続・現世太極伝(第五十話 脅迫と嫌がらせ)

2006-08-04 21:47:00 | 夢の中のお話 『続・現世太極伝』
 かつて大予言が書店に並んだころ…二十世紀の終わりには世界が滅亡するようなとんでもない事が起きるのだと書物や雑誌やTV番組などで騒がれていた。
二十一世紀に入っても地球は変わらず回っている。
 あれはアメリカでのテロを示していたのだ…などと後からこじつけたようなことを主張する人もいるようだが…本当のところは書いた本人が生き返りでもしなければ分からない。
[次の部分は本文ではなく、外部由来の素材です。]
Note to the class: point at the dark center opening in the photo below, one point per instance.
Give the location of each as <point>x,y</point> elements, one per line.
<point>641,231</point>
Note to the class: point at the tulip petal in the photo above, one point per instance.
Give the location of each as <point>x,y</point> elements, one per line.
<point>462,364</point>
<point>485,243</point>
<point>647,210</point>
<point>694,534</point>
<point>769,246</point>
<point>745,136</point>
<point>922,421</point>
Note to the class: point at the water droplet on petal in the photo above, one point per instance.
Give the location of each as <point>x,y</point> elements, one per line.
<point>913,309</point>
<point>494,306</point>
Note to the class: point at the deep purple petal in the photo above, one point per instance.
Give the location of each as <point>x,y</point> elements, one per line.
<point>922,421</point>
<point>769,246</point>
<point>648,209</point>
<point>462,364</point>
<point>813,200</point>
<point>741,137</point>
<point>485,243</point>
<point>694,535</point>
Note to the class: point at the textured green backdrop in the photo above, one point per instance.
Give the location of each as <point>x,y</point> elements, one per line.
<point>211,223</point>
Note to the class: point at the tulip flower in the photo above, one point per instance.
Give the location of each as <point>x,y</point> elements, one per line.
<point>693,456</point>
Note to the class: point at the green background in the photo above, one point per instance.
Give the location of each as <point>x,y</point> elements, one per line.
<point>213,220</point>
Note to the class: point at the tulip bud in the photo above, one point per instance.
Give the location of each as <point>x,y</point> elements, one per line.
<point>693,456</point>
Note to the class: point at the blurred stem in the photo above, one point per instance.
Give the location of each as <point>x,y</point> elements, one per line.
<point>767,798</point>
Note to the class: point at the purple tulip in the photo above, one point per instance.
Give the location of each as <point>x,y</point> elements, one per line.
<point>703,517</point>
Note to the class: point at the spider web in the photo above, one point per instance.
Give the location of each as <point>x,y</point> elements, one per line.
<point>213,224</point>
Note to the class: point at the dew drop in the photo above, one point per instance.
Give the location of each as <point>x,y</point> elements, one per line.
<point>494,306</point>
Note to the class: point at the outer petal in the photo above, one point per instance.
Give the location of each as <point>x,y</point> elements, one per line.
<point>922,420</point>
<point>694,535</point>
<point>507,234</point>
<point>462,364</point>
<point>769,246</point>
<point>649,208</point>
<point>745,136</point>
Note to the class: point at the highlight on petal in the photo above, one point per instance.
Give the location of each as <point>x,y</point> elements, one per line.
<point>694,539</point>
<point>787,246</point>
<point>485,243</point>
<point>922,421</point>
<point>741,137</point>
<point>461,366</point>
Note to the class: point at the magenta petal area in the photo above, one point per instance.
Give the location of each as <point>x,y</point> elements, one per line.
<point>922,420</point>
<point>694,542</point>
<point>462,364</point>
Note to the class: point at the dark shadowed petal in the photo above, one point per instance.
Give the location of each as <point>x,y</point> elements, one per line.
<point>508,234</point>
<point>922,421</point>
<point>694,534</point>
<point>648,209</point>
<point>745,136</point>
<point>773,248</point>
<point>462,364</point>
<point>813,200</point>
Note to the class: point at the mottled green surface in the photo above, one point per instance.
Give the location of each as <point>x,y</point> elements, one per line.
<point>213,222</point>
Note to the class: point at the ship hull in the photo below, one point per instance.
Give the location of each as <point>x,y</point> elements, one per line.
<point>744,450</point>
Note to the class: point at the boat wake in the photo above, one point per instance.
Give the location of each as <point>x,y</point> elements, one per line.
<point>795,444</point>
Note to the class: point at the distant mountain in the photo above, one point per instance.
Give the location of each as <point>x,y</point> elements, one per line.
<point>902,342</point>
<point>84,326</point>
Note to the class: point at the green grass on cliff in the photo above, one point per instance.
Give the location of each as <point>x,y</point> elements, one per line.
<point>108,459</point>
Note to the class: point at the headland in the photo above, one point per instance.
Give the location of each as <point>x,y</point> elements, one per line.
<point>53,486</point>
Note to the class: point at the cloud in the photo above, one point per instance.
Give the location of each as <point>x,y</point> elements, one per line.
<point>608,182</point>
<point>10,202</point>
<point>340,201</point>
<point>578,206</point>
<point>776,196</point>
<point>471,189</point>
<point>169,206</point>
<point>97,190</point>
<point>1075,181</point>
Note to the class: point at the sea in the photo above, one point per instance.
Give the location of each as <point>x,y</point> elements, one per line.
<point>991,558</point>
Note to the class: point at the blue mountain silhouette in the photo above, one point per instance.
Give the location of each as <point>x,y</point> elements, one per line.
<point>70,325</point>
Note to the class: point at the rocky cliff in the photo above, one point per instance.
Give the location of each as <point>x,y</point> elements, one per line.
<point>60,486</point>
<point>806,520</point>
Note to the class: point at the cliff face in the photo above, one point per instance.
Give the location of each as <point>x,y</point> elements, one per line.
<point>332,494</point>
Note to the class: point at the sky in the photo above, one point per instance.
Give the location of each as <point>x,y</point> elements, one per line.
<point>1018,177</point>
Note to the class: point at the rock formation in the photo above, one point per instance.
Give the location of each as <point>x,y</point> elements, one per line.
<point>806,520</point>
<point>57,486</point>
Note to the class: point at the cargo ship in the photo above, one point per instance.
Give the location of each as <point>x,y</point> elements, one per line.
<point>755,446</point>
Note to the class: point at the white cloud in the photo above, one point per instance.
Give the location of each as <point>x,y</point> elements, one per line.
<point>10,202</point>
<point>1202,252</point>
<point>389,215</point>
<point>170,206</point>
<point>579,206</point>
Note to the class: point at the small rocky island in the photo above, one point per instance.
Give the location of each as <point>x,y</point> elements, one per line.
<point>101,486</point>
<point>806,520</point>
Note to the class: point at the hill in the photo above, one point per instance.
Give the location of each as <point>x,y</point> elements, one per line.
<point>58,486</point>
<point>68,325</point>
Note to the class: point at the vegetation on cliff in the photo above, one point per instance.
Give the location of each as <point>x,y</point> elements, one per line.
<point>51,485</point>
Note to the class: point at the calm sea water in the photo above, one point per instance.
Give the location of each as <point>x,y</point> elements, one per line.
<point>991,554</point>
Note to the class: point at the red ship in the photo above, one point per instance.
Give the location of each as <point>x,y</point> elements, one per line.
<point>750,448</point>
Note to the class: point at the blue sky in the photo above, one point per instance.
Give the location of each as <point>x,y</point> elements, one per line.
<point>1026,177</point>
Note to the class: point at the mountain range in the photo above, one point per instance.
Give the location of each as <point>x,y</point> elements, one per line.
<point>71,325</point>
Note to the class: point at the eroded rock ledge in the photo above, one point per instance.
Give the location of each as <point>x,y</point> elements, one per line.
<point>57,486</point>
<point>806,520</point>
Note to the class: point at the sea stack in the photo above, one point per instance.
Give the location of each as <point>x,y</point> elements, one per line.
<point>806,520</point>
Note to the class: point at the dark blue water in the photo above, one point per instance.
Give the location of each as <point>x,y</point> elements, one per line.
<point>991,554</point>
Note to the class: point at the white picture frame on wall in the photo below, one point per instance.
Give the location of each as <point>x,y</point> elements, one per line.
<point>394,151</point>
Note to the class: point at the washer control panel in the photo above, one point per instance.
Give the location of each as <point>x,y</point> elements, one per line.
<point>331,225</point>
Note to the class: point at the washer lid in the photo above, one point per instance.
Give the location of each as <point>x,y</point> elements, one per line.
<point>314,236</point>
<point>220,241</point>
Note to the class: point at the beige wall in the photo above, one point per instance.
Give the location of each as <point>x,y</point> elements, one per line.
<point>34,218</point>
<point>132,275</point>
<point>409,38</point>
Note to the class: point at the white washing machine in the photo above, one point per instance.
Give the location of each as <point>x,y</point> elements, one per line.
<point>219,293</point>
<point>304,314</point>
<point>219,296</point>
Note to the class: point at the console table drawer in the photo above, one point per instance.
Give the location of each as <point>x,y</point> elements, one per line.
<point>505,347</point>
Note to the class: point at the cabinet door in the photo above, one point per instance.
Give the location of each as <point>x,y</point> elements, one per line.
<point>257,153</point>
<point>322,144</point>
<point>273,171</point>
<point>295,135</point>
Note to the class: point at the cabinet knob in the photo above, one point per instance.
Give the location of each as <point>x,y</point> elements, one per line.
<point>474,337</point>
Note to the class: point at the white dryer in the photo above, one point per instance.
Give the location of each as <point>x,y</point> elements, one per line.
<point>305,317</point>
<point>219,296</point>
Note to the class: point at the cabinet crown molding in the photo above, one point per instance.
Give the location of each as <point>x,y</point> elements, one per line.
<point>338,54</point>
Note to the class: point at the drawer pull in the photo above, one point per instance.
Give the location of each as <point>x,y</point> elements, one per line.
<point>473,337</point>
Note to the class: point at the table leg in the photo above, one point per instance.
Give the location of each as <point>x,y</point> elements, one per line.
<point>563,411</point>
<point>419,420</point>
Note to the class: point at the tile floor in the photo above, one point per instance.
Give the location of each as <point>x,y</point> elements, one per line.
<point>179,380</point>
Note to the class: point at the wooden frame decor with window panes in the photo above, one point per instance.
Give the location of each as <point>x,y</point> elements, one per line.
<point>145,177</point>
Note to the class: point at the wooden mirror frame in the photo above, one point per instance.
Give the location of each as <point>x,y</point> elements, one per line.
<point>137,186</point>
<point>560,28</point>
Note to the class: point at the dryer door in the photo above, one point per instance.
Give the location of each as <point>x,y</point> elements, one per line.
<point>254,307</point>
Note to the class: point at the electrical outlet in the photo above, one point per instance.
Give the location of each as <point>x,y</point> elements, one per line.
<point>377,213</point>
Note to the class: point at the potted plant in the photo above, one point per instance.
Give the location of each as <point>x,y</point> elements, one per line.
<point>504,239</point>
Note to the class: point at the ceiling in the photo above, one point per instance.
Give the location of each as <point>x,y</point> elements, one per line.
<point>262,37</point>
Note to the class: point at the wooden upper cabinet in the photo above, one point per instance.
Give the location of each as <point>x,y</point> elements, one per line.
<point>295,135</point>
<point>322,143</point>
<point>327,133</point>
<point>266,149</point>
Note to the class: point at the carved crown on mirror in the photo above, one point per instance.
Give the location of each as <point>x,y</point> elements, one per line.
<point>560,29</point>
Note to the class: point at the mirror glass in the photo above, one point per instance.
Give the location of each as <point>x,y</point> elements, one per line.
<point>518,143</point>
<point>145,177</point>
 そうした予言のブームは繰り返しやってくるようで、最近では麗香が話の中で触れていたフォトン・ベルトに関する書籍やネイティブ・アメリカンのホピ族などに伝わる人類への警告、国内の能力者が受けたというお告げなど、さまざまな予言書が書店の目立つところに並んでいる。
 
 西沢は予知が苦手だから、それらの予言が真実か否かについては分からない。
しかし…選ぶべき道を誤ると滅びに向かってまっしぐらだ…ということは太極や五行の気たちとの付き合いから確信している。

 その点からすれば…国内の能力者を統率して大事に備えようという麗香の考えはあながち間違っているとは言えない。
ただ…家門の壁を乗り越えてすべての能力者が協力し合うのは至難の業だ。
 友人関係とか仲間関係とか…そういった個人的な繋がりはあろうが…長い歴史の中でも…普段まったく付き合いのない族間の協力関係が曲がりなりにも成立したのは前回の事件が初めてだと言える。

 眼の前に人類滅亡が迫っている…危急存亡の秋(とき)というので、家門の長たちが裁きの一族の号令の下、迅速に動いた結果だが…今回の場合は勝手が違う。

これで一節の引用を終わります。